Like so many others, I was brought up not to toot my own horn. It was a lesson that I took to with a vengeance. But one thing a job search teaches you is relentlessly re-examine what you do and how you do it. It is crucial that my résumé stand out from the crowd for me to return to the working world—just as it is for every other job seeker. So timidity became something I was obliged to retire, like a bad vice: I just can’t afford it anymore.
You see, the current unemployment figures are grim: at the time of this writing, unemployment is at 9.5%. Nearly one in ten Americans are unable to find work. Consequently, the competition for open positions is fiercer now than it’s been for a very long time. Anecdotally, I keep hearing that for every open position literally hundreds of résumés are being submitted from the dozens of job seekers I see each week.
Those may be long odds but there’s hope. The 9.5% unemployment rate—which doesn’t include consultants, incidentally—means everyone knows someone in transition. Something else my own search process has reinforced time and again is that people want to help job seekers. I had the opportunity to reiterate this point yesterday on Margo Rose’s blog in my very first guest entry. There is tremendous goodwill out there that job seekers can tap.
The U. S. Bureau of Labor Statistics is frequently quoted as saying 70% of jobs are filled through networking, a statement recently researched by Kimberly Beatty on the JobFully blog. This means that 70% of jobs go to those candidates already known to the employer. As known candidates are known qualities to employers, it logically follows that candidates who are unknown to employers are unknown quantities. The implication is clear: the key is to become a known quantity.

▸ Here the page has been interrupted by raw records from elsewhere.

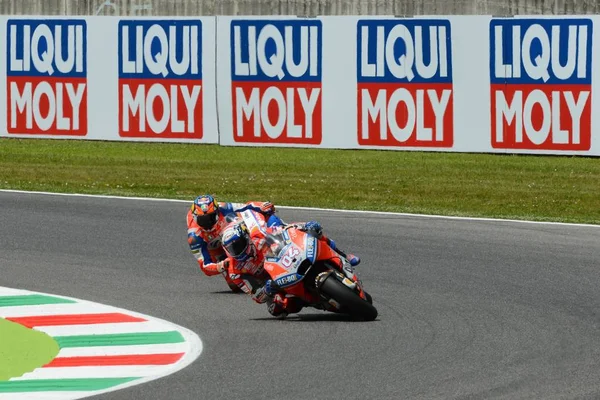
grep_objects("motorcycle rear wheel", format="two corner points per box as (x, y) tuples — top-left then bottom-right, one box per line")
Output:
(320, 275), (378, 321)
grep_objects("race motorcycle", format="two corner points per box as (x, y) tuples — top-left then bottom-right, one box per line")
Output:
(261, 224), (377, 321)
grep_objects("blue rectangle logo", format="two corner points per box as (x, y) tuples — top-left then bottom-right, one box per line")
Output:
(118, 20), (202, 80)
(231, 20), (322, 82)
(357, 19), (452, 83)
(489, 19), (592, 84)
(7, 19), (87, 78)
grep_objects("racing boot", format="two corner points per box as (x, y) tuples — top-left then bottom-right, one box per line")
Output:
(345, 253), (361, 267)
(267, 294), (288, 319)
(267, 294), (304, 319)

And this leads me to personal branding. In the past several months I have ramped up my LinkedIn presence by answering questions, re-started this blog and established a Twitter presence where I re-tweet the great content I see there. In conjunction with a monthly column I write for the PSG of Mercer County called Staying Focused and the volunteer work I do for that, another group and a Twitter movement called #HireFriday, my personal branding campaign has officially been kicked into high gear. Each of these processes serves to increase my visibility.
But notice that the activity I describe isn’t about me broadcasting about myself: it’s about giving to others. This is the most pernicious misconception about personal branding: that it’s selfish. Yes, it certainly can be that but there is a better way. In two words: personal branding is about adding value. Each of those activities is aimed at adding value for someone else. And it accomplishes two things: personal branding, yes, but by giving to others, you re-energize yourself.
There are several parts of the job search process that rob candidates of influence, beginning with “the black hole” process itself—applying to a job through a Web site without ever getting a contact name—to the lack of an acknowledgement that a job seeker has applied for a position. There is of course more, such as the news certain organizations have made in recent weeks by declaring that they simply will not consider professionals in transition.
Giving to others by way of personal branding is the way to reclaim lost influence.
In closing: personal branding is important for job seekers. Not only is it how you can differentiate yourself from other candidates but it’s good for you. It’s win/win!